Field max length in Entity framework

I need to put a max length on my test field on my Views using ASP.NET MVC with the Entity Framework and I can't find how to get the max length of a varchar field.
Is there an easy way to get that, or any other property of a database field
Here is how i manage to do it (with an extension method on entities) :
public static int? GetMaxLength(this EntityObject entite, string nomPropriete)
{
int? result = null;
using (XEntities contexte = XEntities.GetCurrentContext())
{
var queryResult = from meta in contexte.MetadataWorkspace.GetItems(DataSpace.CSpace)
.Where(m => m.BuiltInTypeKind == BuiltInTypeKind.EntityType)
from p in (meta as EntityType).Properties
.Where(p => p.DeclaringType.Name == entite.GetType().Name
&& p.Name == nomPropriete
&& p.TypeUsage.EdmType.Name == "String")
select p.TypeUsage.Facets["MaxLength"].Value;
if (queryResult.Count() > 0)
{
result = Convert.ToInt32(queryResult.First());
}
}
return result;
}
Update
I realize that this answer doesn't directly apply to EF. At the time that I answered, there had been no answers for about 20 minutes and I thought knowing how I solved a similar problem with LINQToSQL might help.

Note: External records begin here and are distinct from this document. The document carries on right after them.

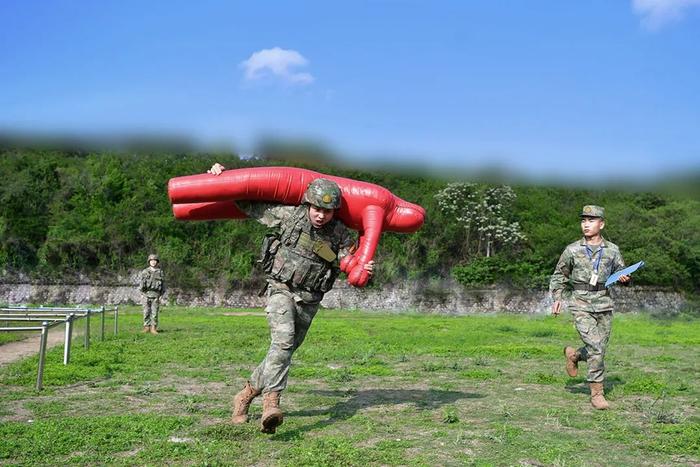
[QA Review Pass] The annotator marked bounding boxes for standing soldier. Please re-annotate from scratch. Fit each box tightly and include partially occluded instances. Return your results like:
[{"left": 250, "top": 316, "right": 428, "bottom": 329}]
[
  {"left": 139, "top": 254, "right": 165, "bottom": 334},
  {"left": 209, "top": 164, "right": 374, "bottom": 433},
  {"left": 549, "top": 206, "right": 630, "bottom": 410}
]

Given that the OP basically used the same technique albeit with EF properties instead, seems to indicate that I made the right choice. I'm leaving this answer here for context and for those who get here having the same problem but with LINQToSQL.
Original
I don't know about EF, but LINQToSQL entity properties are decorated with ColumnAttributes. You may be able to get the ColumnAttribute from the PropertyInfo for the property by looking at the CustomAttributesCollection. The value of this attribute would need to be parsed for length. I do that in my validator classes to make sure that I'm not going to get a SQL error by using a string that is too long for my column.
This is the method I use to extract the column length for string properties.

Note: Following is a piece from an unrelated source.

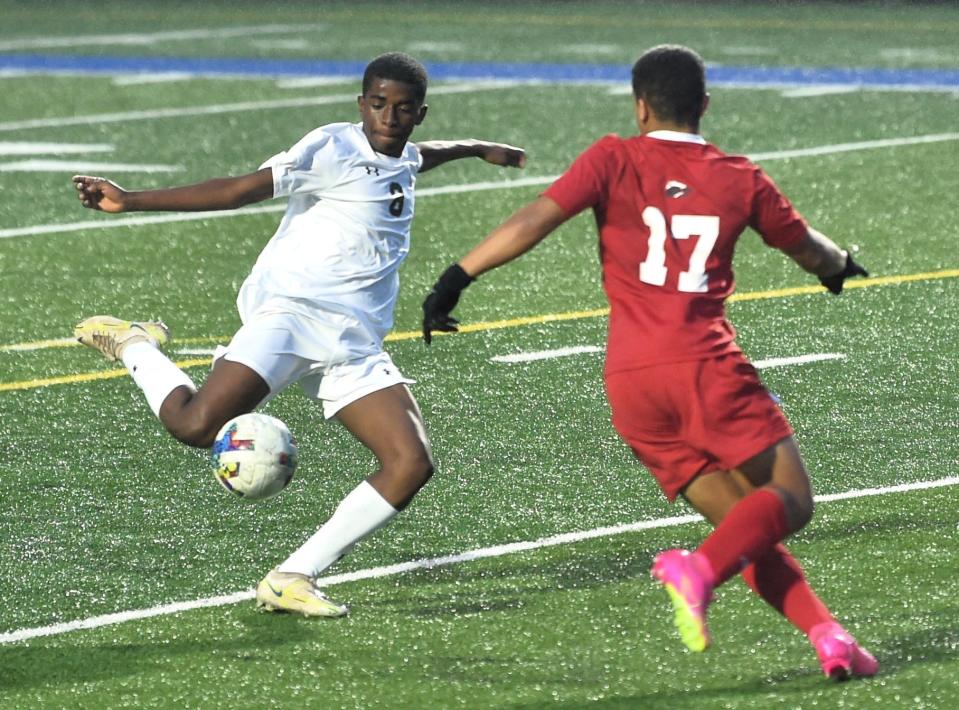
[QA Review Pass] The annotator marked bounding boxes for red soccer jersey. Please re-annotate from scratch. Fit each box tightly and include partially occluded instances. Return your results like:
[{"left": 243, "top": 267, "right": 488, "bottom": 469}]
[{"left": 543, "top": 131, "right": 807, "bottom": 372}]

public static int MaximumPropertyLength( Type type, string propertyName )
{
int maximumLength = -1;
PropertyInfo info = type.GetProperty( propertyName, BindingFlags.Public | BindingFlags.NonPublic | BindingFlags.Instance );
if (info != null)
{
var attribute = info.GetCustomAttributes( typeof( ColumnAttribute ), false )
.Cast<ColumnAttribute>()
.FirstOrDefault();
if (attribute != null)
{
maximumLength = ExtractLength( attribute.DbType );
}
}
return maximumLength;
}
private static int ExtractLength( string dbType )
{
int max = int.MaxValue;
if (dbType.Contains( "(" ))
{
string[] parts = dbType.Split( new char[] { '(', ')' }, StringSplitOptions.RemoveEmptyEntries );
if (parts.Length > 1)
{
int.TryParse( parts[1], out max );
}
}
return max;
}
For EntityFramework you would need to add your own custom attributes to the classes using a Code Generator or T4 Template.

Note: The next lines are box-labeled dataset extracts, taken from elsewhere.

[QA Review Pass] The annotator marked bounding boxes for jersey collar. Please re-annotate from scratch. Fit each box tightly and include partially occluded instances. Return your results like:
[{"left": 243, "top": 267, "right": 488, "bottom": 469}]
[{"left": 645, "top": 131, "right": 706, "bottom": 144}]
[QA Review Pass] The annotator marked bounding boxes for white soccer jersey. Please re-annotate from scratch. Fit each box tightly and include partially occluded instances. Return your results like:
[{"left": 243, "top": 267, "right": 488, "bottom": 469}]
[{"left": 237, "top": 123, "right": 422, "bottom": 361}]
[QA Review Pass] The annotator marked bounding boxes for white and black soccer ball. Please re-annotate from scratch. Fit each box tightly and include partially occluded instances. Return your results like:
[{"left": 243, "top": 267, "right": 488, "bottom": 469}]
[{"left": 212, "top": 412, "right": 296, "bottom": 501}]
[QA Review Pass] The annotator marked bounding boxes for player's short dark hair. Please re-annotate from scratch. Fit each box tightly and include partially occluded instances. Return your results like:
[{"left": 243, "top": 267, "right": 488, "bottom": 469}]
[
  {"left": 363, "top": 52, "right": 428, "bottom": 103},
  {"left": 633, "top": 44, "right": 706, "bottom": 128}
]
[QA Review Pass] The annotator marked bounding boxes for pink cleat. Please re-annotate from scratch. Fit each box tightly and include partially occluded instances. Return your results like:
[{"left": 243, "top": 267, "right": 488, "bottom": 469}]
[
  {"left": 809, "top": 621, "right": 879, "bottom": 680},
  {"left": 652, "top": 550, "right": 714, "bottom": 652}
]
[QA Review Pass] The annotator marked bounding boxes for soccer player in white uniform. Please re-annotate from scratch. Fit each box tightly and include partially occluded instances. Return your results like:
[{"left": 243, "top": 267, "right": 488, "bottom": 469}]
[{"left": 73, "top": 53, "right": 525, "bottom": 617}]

Then what tvanfosson stated above would hold true. EF does not persist this information by default.
http://blogs.msdn.com/adonet/archive/2008/01/24/customizing-code-generation-in-the-ado-net-entity-designer.aspx
Explains more of what I am talking about with your code generator. It is pretty slick I have done exactly what you are mentioning before, problem is with proprietary code so I do not have an example for you.